Bubba Watson, the fifth-ranked golf player in the world, just can’t seem to get around a golf course like regular pros. Three years ago, he boarded a hovercraft and glided over fairways, bunkers and water hazards. Now he’s ready to fly over them in the world’s first golf cart jetpack.
The two-time PGA Masters champ is featured in a new stunt video from Oakley and Thinkmodo, the marketing, media and video company that memorably brought you Devil Baby (yes, that’s a thing), Tiny Cop Lifting Car and the Automated Selfie Stick, which strangely never caught on with Kim Kardashian..

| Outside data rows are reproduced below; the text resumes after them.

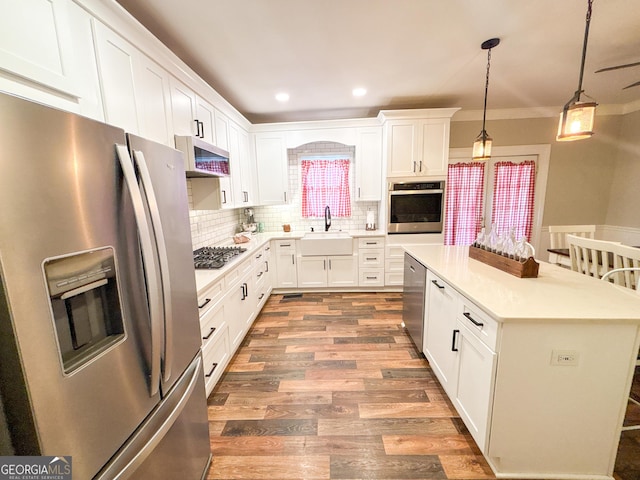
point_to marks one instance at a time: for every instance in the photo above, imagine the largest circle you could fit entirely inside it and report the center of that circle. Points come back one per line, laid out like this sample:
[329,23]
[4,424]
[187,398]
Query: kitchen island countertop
[556,294]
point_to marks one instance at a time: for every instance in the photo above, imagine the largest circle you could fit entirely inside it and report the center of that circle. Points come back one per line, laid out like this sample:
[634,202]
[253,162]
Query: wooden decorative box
[527,269]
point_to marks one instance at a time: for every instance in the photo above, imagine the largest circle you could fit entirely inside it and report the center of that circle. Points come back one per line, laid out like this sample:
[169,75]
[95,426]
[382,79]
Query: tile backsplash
[210,227]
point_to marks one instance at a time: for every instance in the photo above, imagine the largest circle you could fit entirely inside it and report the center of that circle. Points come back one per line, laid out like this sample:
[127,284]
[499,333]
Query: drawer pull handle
[453,340]
[213,369]
[205,302]
[475,322]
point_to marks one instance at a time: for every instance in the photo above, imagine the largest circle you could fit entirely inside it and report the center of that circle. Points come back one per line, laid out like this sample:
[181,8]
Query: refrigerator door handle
[153,276]
[143,442]
[164,261]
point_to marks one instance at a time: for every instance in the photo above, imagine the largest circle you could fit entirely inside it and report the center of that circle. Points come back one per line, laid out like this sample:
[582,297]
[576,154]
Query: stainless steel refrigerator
[99,335]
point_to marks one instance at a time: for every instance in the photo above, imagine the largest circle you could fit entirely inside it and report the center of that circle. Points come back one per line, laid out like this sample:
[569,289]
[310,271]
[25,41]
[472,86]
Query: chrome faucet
[327,218]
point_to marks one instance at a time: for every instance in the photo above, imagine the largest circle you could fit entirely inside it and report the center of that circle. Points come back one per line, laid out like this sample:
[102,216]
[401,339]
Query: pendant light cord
[486,92]
[584,49]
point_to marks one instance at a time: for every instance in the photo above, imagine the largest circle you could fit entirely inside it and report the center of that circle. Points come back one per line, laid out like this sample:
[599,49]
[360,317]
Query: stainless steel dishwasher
[413,298]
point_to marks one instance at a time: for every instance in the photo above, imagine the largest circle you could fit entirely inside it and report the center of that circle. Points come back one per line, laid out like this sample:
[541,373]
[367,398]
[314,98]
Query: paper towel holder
[371,222]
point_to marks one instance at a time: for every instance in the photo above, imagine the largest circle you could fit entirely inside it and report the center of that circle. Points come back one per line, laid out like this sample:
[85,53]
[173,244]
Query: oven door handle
[411,192]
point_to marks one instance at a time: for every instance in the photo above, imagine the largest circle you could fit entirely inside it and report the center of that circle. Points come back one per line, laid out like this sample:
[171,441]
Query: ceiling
[406,53]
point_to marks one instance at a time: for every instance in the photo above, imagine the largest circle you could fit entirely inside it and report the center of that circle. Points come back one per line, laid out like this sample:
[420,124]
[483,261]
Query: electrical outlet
[567,358]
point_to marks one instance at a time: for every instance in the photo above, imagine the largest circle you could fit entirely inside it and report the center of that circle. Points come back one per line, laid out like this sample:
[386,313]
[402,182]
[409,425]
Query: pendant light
[576,119]
[482,145]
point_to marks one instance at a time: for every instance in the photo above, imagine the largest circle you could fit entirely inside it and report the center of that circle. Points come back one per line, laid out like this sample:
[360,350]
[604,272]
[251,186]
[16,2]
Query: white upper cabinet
[205,118]
[36,43]
[368,164]
[221,130]
[135,89]
[152,94]
[117,61]
[193,115]
[417,147]
[272,167]
[183,109]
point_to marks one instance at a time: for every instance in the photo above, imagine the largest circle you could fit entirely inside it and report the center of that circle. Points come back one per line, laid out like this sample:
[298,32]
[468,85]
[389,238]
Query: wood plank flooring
[329,386]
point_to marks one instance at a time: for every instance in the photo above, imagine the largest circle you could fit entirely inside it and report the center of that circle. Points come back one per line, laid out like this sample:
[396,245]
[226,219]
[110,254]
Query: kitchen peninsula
[539,369]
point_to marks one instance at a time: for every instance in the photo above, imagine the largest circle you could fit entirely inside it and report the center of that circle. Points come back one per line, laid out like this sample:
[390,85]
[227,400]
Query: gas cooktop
[215,257]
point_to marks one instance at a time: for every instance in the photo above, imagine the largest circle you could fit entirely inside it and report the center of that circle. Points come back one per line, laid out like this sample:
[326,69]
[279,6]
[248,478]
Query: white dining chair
[627,277]
[591,257]
[558,240]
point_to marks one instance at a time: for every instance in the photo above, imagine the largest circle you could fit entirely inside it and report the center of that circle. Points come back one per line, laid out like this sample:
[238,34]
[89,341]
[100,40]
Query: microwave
[416,207]
[203,159]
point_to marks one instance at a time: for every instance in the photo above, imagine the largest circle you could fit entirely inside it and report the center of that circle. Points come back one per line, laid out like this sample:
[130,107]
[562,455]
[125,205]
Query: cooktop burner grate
[215,257]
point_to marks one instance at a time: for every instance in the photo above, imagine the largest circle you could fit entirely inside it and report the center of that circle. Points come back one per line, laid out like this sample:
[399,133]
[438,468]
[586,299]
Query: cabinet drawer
[211,322]
[285,246]
[215,358]
[371,242]
[210,297]
[373,258]
[371,277]
[233,277]
[480,324]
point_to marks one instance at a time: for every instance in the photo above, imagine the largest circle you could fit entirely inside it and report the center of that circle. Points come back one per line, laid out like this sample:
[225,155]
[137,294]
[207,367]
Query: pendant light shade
[577,118]
[482,145]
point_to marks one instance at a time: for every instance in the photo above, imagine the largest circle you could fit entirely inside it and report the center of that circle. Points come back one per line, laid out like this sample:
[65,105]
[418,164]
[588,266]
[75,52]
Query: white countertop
[557,293]
[205,277]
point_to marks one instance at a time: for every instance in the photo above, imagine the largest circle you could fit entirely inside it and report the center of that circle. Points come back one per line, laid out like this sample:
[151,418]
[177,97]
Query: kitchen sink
[326,243]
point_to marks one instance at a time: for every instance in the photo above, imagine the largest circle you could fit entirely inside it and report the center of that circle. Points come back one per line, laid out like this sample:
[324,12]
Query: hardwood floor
[329,386]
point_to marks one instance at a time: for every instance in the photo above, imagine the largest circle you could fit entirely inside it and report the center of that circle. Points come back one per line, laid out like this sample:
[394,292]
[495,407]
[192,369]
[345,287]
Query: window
[463,213]
[507,192]
[325,182]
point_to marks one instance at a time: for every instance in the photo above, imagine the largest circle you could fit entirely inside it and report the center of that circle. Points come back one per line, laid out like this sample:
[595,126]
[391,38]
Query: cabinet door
[286,272]
[37,44]
[154,99]
[117,63]
[205,115]
[221,127]
[475,369]
[439,334]
[183,108]
[246,167]
[369,164]
[343,271]
[402,138]
[272,168]
[312,271]
[435,147]
[240,168]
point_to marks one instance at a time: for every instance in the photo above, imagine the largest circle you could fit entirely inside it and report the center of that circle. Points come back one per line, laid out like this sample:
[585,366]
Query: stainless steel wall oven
[416,207]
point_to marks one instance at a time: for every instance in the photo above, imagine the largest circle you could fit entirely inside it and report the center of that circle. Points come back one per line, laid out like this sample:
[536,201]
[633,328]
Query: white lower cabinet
[328,271]
[460,343]
[439,331]
[286,273]
[474,370]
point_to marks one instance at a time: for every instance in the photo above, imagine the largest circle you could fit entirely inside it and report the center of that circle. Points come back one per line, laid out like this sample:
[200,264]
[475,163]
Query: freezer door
[163,182]
[62,193]
[173,443]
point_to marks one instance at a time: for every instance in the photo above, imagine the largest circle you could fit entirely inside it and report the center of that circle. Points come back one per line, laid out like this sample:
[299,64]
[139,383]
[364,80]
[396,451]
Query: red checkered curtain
[463,210]
[513,198]
[325,182]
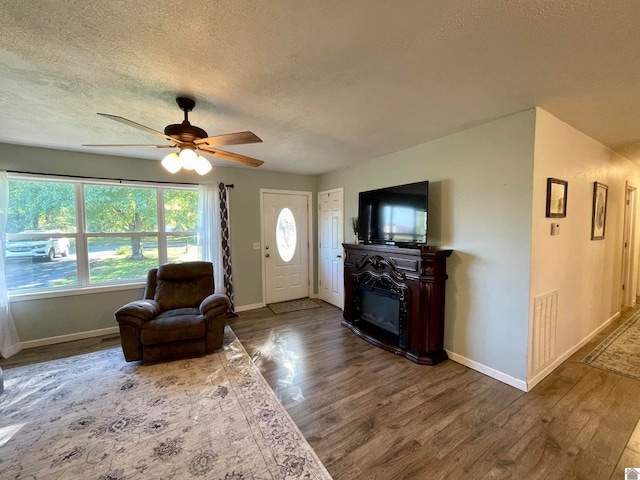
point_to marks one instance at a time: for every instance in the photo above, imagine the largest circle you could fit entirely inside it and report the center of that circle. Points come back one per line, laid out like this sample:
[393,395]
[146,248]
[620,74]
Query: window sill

Oakley commissioned the new video, which Mashable is debuting here, to celebrate the return of golf to the Olympics when they kick off in Brazil on Aug. 5. Watson is a member of the U.S. Olympic Golf Team. They also commissioned the video to, obviously, promote their sports apparent and their PRIZM sports sun-glasses. Watson’s somewhat nontraditional style of play fit the creation of this radical golf cart design.
In the video, a trained pilot boards what looks almost like a tiny rocket ship, then lifts off and flies over Methven golf course in New Zealand — where the aircraft is certified to fly — as other stunned golfers look on. It’s a feat you could accomplish easily in CGI, but this jetpack golf cart (a.k.a. BW-Air — for Bubba Watson- Air) is real.
Built by Martin Aircraft, BW-Air is actually an experimental aircraft capable of flying at 46 mph and at 3,000 feet of altitude. It runs on regular gasoline and makes about as much noise as a high-performance motorcycle (which means it’s pretty loud), but Thinkmodo’s James Percelay insisted it’s quiet — in a relative sense thanks to a piston-less rotary engine that runs at about 90 db. Its ability to take off and land vertically in relatively small spaces makes it, potentially, ideal for first responders, the actual target market. Martin Aircraft hopes to start selling to fire, police and rescue departments by then end of this year.
Percelay told me that Martin Aircraft is seeking FAA approval and does hope to eventually market the $200,000 aircraft to consumers. Those who do buy this extreme craft for personal transportation will need flight training. Even Watson has yet to pilot a BW-Air, but Percelay told me the golfer is currently third in the queue for training.
And, yes, the Martin Aircraft is already taking pre-orders.